# Neuron Layers

> Turning Lagrangians into building blocks

Fundamentally, a neuron layer is nothing more than a lagrangian function on top of data. This means that, in addition to a lagrangian, a neuron layer has:

- A `shape`
- A time constant `tau`
- A `bias` (optional) that we can view as the activation threshold of a neuron layer

In [17]:
#| default_exp layers

In [18]:
#| hide
from nbdev.showdoc import *
from fastcore.test import *

In [19]:
#| export
import jax
import jax.numpy as jnp
from typing import *
import treex as tx
from abc import ABC, abstractmethod
from flax import linen as nn
from hamux.lagrangians import *
import functools as ft
from fastcore.meta import delegates
from fastcore.utils import *
from fastcore.basics import *

In [20]:
#| export
class Layer(tx.Module):
    """The energy building block of any activation in our network that we want to hold state over time"""
    lagrangian: tx.Module 
    shape: Tuple
    tau: float
    use_bias: bool
    bias: jnp.ndarray = tx.Parameter.node(default=None)

    def __init__(self, 
                 lagrangian:tx.Module, # Describes the non-linearity
                 shape:Tuple[int], # Number and shape of neuron assembly
                 tau:float=1.0, # Time constant
                 use_bias:bool=False, # Add bias?
                 **kwargs): # Arguments passed to initialize the lagrangian
        self.lagrangian = lagrangian(**kwargs)
        self.shape = shape
        assert tau > 0.0, "Tau must be positive and non-zero"
        self.tau = tau
        self.use_bias = use_bias
        
    def activation(self, x):
        """Alias for `self.g`"""
        return self.g(x)

    def energy(self, x):
        """The predefined energy of a layer, defined for any lagrangian"""
        if self.initializing():
            if self.use_bias:
                self.bias = nn.initializers.normal(0.02)(tx.next_key(), self.shape)
        x2 = x - self.bias if self.use_bias else x # Is this an issue?

        # When jitted, this is no slower than the optimized `@` vector multiplication
        return jnp.multiply(self.g(x), x2).sum() - self.lagrangian(x2)

    def g(self, x):
        """The derivative of the lagrangian is our activation or Gain function `g`. 
        
        Defined to operate over input states `x` of shape `self.shape`
        """
        if self.initializing():
            if self.use_bias:
                self.bias = nn.initializers.normal(0.02)(tx.next_key(), self.shape)
        x2 = x - self.bias if self.use_bias else x
        return jax.grad(self.lagrangian)(x2)

    def init_state(self, 
                   bs: int = None, # Batch size
                   rng=None): # If given, initialize states from a normal distribution with this key
        """Initialize the states of this layer, with correct shape.
        
        If `bs` is provided, return tensor of shape (bs, *self.shape), otherwise return self.shape
        By default, initialize layer state to all 0.
        """
        layer_shape = self.shape if bs is None else (bs, *self.shape)
        if rng is not None:
            return jax.random.normal(rng, layer_shape)
        return jnp.zeros(layer_shape)

It is nice to package commonly used lagrangians as their own kind of layer, as follows.

In [33]:
#| export
#| hide
def MakeLayer(lagrangian_factory):
    """Hack to make it easy to create new layers from `Layer` utility class.
    
    `delegates` modifies the signature for all Layers.
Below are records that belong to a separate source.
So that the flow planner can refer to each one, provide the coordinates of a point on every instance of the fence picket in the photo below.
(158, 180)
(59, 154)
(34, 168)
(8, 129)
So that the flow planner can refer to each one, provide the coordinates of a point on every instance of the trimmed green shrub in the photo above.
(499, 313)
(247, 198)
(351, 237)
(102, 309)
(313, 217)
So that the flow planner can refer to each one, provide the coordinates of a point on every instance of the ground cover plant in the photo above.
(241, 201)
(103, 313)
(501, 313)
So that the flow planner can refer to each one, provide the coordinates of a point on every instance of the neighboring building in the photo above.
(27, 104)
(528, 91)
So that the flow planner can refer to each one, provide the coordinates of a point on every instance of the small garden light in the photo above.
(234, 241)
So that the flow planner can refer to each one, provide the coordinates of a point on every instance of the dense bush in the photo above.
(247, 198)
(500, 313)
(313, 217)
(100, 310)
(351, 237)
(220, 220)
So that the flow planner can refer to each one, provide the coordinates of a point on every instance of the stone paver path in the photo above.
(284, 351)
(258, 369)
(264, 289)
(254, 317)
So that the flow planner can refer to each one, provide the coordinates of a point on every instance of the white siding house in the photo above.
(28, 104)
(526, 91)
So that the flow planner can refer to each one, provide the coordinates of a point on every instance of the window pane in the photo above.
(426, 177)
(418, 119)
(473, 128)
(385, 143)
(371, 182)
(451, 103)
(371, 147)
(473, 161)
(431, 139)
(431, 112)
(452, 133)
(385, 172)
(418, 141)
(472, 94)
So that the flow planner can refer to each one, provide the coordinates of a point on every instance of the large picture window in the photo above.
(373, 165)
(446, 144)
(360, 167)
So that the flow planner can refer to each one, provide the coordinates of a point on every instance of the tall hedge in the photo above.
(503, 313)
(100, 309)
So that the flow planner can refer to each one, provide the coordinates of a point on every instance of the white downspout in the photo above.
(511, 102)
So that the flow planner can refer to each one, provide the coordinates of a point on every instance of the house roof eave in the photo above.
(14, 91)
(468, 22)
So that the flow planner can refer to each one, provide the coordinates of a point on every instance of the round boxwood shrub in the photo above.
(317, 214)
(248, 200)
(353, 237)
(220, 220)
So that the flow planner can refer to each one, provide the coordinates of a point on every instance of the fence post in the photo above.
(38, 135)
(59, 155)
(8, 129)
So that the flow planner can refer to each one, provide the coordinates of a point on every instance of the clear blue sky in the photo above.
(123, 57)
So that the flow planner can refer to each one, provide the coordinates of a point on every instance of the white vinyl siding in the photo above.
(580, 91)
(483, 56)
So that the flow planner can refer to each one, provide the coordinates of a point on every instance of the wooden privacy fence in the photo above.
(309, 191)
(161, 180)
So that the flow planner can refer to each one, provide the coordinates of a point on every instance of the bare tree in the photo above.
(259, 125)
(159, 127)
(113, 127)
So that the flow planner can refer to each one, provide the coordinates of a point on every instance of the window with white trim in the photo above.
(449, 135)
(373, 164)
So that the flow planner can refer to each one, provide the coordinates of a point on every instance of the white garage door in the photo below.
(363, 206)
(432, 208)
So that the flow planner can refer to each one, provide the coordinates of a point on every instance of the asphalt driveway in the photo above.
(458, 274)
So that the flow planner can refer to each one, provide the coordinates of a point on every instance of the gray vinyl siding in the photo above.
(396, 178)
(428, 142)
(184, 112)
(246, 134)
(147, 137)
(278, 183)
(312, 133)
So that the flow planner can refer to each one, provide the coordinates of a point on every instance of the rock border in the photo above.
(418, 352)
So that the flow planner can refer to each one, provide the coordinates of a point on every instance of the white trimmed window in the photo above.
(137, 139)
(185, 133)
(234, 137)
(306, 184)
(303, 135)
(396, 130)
We want a different signature for each type of layer.

    So we redefine a local version of layer and delegate that for type inference.
    """
    global Layer

    @delegates(lagrangian_factory, keep=True)
    class Layer(Layer):
        __doc__ = Layer.__doc__
        
    out = partialler(Layer, lagrangian_factory)
    out.__doc__ = Layer.__doc__

    return out

In [34]:
#| export

# Some reason, docstrings are not showing the new kwargs, and the docs for these are broken. 
IdentityLayer = MakeLayer(LIdentity)
RepuLayer = MakeLayer(LRepu)
ReluLayer = MakeLayer(LRelu)
SoftmaxLayer = MakeLayer(LSoftmax)
SigmoidLayer = MakeLayer(LSigmoid)
TanhLayer = MakeLayer(LTanh)
ExpLayer = MakeLayer(LExp)

In [35]:
show_doc(SigmoidLayer)

---

### LSigmoid'>)

>      LSigmoid'>) (shape:Tuple[int], tau:float=1.0, use_bias:bool=False,
>                   beta=1.0, scale=1.0, min_beta=1e-06, **kwargs)

The energy building block of any activation in our network that we want to hold state over time

Our utility that we use to create these "convenience layers" is a bit hacky, but it works by injecting the lagrangian and the expected arguments for the lagrangian into our `Layer` utility:

In [37]:
show_doc(MakeLayer)

---

[source](https://github.com/bhoov/hamux/blob/main/hamux/layers.py#L80){target="_blank" style="float:right; font-size:smaller"}

### MakeLayer

>      MakeLayer (lagrangian_factory)

Hack to make it easy to create new layers from `Layer` utility class.

`delegates` modifies the signature for all Layers. We want a different signature for each type of layer.

So we redefine a local version of layer and delegate that for type inference.

By doing this hack, we lose the ability to inspect docstrings.

In [38]:
#| hide
import nbdev; nbdev.nbdev_export()